本籍地や筆頭者・戸主が変わった場合には、その変更の前後どちらの戸籍謄本も必要になります。その際は、戸籍謄本から除籍・入籍の年月日や本籍地、筆頭者・戸主についての記載から前後の戸籍のつながりを確認することになります。
また、戸籍の様式はこれまで何度か変更され、それに伴って(本籍地や筆頭者・戸主に変更がなくとも)新しい様式による戸籍が改めて編製(改製)されてきました。その際には、改製の時点で婚姻や死亡などで除籍になっている人や戸籍事項欄などは新しい様式の戸籍には書き写されないことが通常であることから、改製後の戸籍謄本を見ただけでは改製前の事実は当然にはわからないようになっています。そこで、改製されている場合には、改製後の戸籍の謄本だけではなく、改製前の戸籍(改製原戸籍)の謄本も必要になってきます。
このようなことに留意しながら「連続して」全ての戸籍謄本を収集することになります。
被相続人に配偶者がある場合には、被相続人の死亡の事実が記載された戸籍謄本があれば、それで被相続人が死亡した時点で配偶者が生存していたことが確認できるので、戸籍謄本を取得してから期間が経っていたとしても通常は大丈夫です。

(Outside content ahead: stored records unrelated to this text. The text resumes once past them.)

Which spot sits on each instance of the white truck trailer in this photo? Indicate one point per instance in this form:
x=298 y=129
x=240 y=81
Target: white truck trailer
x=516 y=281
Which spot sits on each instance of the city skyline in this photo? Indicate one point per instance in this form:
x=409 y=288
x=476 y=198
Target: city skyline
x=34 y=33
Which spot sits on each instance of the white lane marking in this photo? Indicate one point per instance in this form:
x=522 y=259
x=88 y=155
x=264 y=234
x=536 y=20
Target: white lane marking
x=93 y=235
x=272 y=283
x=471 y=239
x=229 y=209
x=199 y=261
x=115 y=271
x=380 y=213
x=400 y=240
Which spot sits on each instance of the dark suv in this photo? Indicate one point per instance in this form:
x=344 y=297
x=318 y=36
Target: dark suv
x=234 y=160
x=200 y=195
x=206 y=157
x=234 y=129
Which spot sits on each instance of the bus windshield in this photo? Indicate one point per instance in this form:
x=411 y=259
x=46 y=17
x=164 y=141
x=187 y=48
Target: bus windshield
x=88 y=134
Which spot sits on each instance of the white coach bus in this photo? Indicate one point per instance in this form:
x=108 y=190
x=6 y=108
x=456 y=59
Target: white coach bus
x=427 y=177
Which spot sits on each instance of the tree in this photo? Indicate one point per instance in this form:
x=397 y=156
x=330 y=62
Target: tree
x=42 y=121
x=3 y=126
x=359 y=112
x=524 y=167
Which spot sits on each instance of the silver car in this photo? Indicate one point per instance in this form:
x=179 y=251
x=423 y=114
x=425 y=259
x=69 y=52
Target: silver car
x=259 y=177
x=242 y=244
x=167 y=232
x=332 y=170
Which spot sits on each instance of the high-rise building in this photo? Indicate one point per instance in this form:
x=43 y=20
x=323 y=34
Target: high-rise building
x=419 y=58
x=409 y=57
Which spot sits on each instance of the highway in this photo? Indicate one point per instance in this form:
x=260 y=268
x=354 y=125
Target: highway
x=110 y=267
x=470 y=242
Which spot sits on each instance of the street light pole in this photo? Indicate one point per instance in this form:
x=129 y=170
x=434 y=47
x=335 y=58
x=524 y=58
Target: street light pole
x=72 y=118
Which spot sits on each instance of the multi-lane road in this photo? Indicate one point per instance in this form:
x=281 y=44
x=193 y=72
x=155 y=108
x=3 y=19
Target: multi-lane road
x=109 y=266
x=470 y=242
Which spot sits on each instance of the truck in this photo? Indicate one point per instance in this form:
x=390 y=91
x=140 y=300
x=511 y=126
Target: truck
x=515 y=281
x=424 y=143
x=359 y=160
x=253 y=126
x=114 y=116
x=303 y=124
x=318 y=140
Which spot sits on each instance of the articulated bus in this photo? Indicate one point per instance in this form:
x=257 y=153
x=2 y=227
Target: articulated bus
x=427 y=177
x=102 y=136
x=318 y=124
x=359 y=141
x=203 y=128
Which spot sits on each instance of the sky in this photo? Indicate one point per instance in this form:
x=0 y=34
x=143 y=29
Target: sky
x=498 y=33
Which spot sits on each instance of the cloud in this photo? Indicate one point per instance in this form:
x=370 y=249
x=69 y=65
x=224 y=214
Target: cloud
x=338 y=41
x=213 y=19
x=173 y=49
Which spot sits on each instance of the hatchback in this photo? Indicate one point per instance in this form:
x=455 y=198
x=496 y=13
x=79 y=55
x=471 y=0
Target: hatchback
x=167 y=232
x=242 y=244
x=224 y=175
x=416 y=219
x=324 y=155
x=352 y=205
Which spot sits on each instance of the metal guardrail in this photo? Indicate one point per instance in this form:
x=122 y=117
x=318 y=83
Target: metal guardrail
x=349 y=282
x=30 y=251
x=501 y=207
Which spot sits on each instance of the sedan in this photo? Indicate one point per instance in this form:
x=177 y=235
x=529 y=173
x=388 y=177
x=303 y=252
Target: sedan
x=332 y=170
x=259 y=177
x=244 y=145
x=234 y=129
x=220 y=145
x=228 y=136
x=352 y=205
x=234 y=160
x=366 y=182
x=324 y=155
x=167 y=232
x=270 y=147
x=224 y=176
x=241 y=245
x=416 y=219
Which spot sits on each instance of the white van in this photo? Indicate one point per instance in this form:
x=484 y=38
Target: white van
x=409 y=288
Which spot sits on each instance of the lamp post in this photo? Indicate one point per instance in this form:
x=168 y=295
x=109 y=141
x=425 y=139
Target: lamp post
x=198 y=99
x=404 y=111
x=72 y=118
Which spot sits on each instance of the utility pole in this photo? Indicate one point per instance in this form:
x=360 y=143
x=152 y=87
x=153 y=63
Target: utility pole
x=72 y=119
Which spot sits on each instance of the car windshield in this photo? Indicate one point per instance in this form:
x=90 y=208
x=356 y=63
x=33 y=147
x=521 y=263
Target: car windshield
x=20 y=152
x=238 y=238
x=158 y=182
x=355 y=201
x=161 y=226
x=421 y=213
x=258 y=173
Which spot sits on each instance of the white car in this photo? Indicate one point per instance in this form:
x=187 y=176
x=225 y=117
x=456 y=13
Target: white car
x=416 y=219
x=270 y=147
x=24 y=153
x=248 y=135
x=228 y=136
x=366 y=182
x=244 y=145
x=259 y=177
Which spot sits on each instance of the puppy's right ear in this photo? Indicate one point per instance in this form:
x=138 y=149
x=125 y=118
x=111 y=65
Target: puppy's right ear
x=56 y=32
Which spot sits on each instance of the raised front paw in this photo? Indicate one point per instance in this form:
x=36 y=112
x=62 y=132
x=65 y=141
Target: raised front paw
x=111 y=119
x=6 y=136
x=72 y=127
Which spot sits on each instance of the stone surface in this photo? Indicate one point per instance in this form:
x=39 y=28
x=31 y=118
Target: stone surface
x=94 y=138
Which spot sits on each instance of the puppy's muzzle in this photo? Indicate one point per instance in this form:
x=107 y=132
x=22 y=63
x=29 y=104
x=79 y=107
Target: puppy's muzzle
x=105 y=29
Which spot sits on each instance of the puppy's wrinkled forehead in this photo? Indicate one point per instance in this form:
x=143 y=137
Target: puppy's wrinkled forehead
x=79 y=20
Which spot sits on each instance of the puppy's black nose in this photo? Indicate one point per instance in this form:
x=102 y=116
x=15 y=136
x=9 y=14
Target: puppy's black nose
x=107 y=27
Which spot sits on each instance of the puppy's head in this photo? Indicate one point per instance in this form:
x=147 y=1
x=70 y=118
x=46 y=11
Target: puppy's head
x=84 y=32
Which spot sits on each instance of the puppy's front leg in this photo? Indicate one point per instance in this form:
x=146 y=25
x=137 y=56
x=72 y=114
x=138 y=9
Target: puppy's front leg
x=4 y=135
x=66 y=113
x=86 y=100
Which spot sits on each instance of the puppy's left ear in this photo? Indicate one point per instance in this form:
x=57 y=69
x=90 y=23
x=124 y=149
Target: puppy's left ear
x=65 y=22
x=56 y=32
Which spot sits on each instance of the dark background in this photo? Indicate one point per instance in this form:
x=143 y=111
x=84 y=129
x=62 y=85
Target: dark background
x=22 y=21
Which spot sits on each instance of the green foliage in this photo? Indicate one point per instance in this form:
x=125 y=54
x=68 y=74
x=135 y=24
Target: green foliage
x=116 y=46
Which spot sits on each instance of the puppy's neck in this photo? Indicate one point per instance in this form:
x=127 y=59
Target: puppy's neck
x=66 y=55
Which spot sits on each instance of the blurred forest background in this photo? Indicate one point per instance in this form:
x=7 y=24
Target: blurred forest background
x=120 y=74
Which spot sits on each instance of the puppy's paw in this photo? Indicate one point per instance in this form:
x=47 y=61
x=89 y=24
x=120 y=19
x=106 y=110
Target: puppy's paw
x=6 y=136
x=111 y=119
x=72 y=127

しかし、金融機関での手続きなどでは、発行から3か月以内や6か月以内などと有効期限が示されて新しい戸籍謄本を求められることがあります。また、法務局に提出する場合であっても、法定相続情報証明制度では相続人の「現在の」戸籍謄本又は戸籍抄本の提出が必要とされているなど発行間もない新しい戸籍謄本を求められることもあり得ます。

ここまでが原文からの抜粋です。